On en regretterait presque qu'il n'existe pas un zapping des âneries du net lorsque Soral, continuant son apologie de la nudité (qui semble apparemment toujours lié à la fornication), va pointer du doigt l'Afrique pour appuyer son propos. S'ensuit un défilement d'image mettant en valeur la « plastique de rêve » des Noubas du Soudan, les déhanchements des aborigènes nous éclairent immédiatement sur les inclinations naturistes du funambule (et cuistot : marxiste-catho-natio-hélléniste-libertaire).
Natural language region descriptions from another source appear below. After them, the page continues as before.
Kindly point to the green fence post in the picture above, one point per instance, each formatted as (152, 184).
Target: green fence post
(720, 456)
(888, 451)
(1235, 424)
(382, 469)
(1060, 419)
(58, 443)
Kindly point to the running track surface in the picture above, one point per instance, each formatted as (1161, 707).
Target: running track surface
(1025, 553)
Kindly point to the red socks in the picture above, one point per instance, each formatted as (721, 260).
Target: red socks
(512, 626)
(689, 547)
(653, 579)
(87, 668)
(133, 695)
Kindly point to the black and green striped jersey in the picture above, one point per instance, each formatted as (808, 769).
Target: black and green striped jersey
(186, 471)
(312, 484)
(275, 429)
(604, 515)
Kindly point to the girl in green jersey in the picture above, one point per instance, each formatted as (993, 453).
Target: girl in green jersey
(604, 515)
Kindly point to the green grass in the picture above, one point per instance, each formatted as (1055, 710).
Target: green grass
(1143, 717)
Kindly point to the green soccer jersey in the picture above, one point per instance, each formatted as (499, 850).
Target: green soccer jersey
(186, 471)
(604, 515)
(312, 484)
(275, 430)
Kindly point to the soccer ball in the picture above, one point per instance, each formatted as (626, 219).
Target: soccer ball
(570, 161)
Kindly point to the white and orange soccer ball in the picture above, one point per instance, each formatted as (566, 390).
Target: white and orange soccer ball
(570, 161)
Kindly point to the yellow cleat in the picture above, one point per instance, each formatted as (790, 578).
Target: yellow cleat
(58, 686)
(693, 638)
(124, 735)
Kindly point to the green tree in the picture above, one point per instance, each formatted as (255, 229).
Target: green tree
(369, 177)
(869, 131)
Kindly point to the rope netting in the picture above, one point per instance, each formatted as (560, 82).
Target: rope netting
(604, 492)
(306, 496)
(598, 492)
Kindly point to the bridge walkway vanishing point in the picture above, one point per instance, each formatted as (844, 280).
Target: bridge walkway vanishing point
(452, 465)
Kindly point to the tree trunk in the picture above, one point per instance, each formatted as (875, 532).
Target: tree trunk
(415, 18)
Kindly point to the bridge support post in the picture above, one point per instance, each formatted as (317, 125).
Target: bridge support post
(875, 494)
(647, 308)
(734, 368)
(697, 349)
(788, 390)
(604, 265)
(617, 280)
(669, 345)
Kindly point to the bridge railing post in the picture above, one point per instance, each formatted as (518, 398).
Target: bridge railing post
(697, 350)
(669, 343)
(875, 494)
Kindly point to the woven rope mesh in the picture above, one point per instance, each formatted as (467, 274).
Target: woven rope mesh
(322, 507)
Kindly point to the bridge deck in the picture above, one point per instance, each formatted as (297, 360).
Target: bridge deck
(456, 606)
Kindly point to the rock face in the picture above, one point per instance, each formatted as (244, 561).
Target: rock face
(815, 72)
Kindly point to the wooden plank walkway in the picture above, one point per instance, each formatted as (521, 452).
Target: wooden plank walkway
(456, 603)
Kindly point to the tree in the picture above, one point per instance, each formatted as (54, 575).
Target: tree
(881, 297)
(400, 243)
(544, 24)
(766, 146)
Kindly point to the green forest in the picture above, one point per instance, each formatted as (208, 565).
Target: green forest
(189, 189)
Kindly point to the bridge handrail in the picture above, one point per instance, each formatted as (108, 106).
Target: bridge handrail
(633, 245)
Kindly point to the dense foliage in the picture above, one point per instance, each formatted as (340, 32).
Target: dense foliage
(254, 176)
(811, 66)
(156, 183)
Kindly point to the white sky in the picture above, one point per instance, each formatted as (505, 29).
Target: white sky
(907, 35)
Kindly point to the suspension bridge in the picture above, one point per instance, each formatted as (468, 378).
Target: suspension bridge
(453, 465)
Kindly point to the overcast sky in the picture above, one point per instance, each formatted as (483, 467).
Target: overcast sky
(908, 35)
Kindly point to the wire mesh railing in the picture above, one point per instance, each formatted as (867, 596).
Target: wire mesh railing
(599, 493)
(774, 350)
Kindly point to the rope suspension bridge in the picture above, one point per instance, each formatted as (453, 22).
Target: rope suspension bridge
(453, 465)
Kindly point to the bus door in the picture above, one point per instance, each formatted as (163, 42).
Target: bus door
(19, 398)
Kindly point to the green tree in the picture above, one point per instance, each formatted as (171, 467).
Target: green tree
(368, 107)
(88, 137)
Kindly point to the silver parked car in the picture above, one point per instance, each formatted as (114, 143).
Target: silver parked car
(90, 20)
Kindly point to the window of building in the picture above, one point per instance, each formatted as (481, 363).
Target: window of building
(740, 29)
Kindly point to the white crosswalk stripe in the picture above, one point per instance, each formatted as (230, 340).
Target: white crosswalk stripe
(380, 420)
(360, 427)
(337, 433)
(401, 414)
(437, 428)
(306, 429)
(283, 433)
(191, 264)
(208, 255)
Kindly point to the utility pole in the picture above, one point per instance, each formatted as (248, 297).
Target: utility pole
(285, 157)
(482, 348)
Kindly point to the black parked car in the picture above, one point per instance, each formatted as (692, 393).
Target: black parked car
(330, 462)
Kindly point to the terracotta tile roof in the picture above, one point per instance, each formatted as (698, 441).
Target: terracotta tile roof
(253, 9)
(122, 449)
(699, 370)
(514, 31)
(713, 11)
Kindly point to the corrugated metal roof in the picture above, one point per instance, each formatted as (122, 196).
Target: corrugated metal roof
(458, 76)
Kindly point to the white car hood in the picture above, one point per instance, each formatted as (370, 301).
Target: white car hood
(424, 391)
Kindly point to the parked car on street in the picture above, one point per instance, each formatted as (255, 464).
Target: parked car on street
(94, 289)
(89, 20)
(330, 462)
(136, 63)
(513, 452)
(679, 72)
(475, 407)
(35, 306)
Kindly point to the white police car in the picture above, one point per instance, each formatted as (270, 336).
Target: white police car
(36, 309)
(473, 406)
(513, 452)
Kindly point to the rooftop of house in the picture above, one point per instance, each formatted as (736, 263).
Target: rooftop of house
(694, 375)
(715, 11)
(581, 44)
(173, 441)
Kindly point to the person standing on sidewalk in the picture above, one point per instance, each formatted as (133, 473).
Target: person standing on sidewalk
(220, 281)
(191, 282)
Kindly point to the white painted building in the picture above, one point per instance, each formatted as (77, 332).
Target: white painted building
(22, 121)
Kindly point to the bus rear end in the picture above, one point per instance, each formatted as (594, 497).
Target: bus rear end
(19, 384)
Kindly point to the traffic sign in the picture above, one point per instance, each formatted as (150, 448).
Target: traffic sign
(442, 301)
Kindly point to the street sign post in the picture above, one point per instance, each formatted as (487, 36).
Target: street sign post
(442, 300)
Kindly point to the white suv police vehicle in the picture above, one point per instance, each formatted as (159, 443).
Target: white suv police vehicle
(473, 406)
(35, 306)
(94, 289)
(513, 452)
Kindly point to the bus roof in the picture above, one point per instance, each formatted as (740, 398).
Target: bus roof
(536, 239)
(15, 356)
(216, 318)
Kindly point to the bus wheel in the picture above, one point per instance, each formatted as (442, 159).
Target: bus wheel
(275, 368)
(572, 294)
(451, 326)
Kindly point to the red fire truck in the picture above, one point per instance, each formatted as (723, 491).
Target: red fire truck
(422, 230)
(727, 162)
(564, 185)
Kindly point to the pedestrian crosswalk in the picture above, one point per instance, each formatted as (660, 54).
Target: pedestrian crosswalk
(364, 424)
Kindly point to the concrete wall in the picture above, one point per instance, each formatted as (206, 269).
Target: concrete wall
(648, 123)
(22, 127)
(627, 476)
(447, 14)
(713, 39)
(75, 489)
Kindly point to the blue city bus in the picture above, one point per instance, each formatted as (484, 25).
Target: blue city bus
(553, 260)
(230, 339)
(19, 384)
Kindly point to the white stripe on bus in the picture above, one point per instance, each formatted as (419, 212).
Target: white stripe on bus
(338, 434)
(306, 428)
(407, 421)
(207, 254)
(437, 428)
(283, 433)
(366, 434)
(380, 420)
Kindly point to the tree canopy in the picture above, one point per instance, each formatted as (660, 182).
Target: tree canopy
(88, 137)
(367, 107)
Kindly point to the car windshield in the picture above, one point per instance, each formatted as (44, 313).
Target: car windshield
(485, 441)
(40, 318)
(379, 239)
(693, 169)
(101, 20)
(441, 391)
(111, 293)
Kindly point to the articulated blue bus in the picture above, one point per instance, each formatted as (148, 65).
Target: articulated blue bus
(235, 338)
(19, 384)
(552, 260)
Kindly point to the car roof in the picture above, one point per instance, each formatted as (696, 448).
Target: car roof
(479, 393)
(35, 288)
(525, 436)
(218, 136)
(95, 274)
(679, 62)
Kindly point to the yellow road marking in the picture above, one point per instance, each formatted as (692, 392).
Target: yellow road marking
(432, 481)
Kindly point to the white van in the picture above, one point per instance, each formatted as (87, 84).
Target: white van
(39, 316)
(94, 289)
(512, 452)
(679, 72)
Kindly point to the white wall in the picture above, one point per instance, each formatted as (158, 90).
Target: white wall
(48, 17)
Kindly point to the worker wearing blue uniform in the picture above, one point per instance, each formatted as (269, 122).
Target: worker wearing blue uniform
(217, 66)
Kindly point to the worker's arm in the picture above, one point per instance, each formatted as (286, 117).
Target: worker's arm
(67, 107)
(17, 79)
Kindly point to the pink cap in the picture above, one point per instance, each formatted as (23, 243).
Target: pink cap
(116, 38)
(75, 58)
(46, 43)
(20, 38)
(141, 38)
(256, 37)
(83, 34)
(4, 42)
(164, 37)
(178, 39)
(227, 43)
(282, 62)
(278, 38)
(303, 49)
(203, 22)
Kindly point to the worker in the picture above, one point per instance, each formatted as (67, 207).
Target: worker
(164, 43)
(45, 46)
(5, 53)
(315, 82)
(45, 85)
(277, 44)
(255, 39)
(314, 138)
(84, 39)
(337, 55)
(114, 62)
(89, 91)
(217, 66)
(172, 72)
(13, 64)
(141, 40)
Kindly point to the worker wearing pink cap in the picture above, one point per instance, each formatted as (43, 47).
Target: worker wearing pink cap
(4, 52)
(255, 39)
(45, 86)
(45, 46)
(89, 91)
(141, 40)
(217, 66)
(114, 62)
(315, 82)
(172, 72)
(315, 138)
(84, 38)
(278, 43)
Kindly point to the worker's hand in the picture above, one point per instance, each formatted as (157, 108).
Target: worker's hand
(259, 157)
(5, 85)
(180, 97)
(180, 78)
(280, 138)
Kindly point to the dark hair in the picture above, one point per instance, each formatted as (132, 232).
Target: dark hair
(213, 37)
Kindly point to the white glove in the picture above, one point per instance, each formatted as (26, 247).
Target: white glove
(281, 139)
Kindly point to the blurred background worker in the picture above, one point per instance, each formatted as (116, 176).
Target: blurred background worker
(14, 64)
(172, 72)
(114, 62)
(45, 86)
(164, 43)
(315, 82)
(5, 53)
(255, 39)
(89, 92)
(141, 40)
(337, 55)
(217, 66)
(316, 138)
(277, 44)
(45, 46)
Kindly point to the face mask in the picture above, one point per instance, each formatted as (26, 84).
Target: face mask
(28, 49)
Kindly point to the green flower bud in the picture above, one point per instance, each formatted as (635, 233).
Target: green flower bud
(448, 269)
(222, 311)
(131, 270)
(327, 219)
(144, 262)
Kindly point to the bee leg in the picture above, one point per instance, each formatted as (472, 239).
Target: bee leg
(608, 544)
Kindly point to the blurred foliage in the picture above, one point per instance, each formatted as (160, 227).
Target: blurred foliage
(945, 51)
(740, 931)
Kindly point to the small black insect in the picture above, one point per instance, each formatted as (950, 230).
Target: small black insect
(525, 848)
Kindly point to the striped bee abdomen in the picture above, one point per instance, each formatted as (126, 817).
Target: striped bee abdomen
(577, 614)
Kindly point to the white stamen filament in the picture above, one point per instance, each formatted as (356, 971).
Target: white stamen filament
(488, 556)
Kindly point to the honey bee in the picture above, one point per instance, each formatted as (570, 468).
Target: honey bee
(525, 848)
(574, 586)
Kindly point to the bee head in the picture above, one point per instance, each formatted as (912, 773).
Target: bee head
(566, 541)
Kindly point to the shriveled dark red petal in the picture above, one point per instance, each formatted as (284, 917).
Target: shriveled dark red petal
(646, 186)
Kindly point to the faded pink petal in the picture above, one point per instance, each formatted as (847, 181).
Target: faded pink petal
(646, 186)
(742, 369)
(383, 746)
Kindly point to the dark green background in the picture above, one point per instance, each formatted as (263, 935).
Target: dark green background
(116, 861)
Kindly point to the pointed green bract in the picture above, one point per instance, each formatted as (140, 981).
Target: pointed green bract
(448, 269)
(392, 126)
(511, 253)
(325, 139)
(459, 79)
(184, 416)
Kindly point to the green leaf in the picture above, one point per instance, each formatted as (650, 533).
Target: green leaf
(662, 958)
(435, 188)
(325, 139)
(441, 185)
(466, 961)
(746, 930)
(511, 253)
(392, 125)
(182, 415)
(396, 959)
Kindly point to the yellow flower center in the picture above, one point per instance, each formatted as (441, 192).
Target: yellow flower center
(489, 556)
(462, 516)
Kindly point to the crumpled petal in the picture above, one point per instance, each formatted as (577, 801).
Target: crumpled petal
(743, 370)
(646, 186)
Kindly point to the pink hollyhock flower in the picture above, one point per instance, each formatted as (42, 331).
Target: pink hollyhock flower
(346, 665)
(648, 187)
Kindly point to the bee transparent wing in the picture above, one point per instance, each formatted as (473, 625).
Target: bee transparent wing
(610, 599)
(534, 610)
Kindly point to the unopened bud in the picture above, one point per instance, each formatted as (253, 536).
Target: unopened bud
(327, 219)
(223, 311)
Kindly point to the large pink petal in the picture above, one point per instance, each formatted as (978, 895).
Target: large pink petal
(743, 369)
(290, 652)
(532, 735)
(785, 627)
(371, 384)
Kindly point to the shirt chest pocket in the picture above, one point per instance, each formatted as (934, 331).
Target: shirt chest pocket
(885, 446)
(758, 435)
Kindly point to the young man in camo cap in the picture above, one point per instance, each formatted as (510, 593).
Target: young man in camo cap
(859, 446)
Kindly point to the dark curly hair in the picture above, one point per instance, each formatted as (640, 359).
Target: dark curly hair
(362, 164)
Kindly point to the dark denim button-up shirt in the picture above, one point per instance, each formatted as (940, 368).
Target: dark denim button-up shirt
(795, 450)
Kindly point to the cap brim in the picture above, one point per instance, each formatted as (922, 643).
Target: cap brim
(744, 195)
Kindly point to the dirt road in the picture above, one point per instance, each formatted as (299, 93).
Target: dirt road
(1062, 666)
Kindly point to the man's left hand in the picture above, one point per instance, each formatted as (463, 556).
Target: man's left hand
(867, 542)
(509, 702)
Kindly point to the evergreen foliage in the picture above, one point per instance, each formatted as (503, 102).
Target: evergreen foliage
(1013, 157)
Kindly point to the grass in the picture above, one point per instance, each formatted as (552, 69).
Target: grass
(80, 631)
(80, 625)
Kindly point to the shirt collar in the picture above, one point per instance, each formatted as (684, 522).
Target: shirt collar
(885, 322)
Il est évident pour notre selfiste que les Noubas sont à l'image de toute l'Afrique ; du Sénégal à la Somalie, de la Côte d'Ivoire à la Namibie, on se déplace fesses au vent avec allégresse. Il est tout à fait compréhensible de porter un regard coloré par son éducation sur le monde extra-européen mais après l'affaire Binti, cette plaisanterie sur les Africains, qui n'en était certainement pas une pour le dissident selfiste atteste d'une certaine fatigue de la psychologie. Soral a aussi la subtilité de mentionner la photographe partie à la rencontre du peuple Noubas, la propagandiste nazie Leni Riefenstahl.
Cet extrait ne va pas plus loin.